Structural Damage Identification Based on l1Regularization and Bare Bones Particle Swarm Optimization with Double Jump Strategy

Abstract EN

Structural damage identification (SDI) plays a major role in structural health monitoring (SHM), which has been demanded by researchers to better face the challenges in the aging civil engineering, such as bridge structure and building structure.

Many methods have been developed for the application to the real structures, but there are still some difficulties which result in inaccurate, even false damage identification.

As a variant of particle swarm optimization (PSO), bare bones particle swarm optimization (BBPSO) is a simple but very powerful optimization tool.

However, it is easy to be trapped in the local optimal state like other PSO algorithms, especially in SDI problems.

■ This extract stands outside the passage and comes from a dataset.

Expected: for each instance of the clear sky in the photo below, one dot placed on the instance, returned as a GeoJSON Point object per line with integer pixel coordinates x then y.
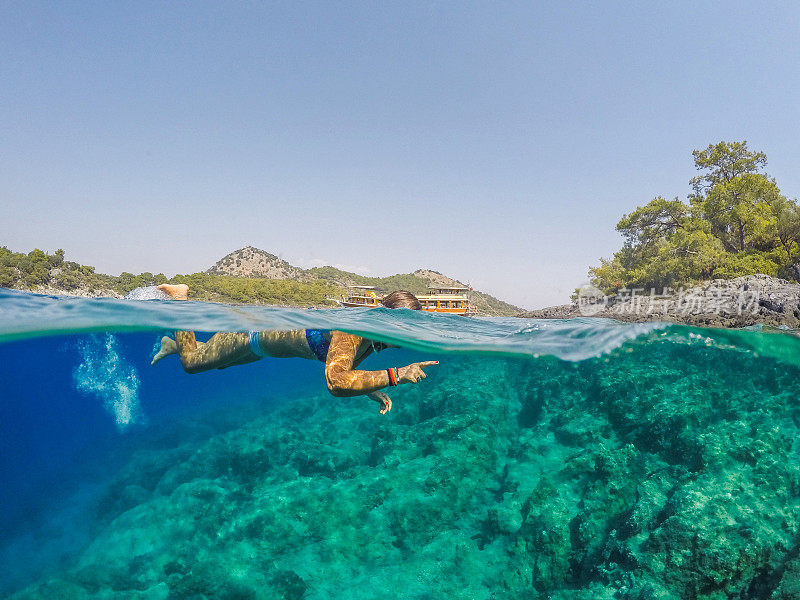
{"type": "Point", "coordinates": [498, 143]}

In order to improve its performance in SDI problems, this paper aims to propose a novel optimization algorithm which is named as bare bones particle swarm optimization with double jump (BBPSODJ) for finding a new solution to the SDI problem in SHM field.

To begin with, after the introduction of sparse recovery theory, the mathematical model for SDI is established where an objective function based on l1 regularization is constructed.

Secondly, according to the basic theory of the BBPSODJ, a double jump strategy based on the BBPSO is designed to enhance the dynamic of particles, and it is able to make a large change in particle searching scopes, which can improve the search behaviour of BBPSO and prevent the algorithm from being trapped into local minimum state.

Thirdly, three optimization test functions and a numerical example are utilized to validate the optimization performance of BBPSO, traditional PSO, and genetic algorithm (GA) comparatively; it is obvious that the proposed BBPSODJ shows great self-adapting property and good performance in the optimization process by introducing the novel double jump strategy.

Finally, in the laboratory, an experimental example of steel frame with 4 damage cases is implemented to further assess the damage identification capability of the BBPSODJ with l1 regularization.

From the damage identification results, it can be seen that the proposed BBPSODJ algorithm, which is efficient and robust, has great potential in the field of SHM.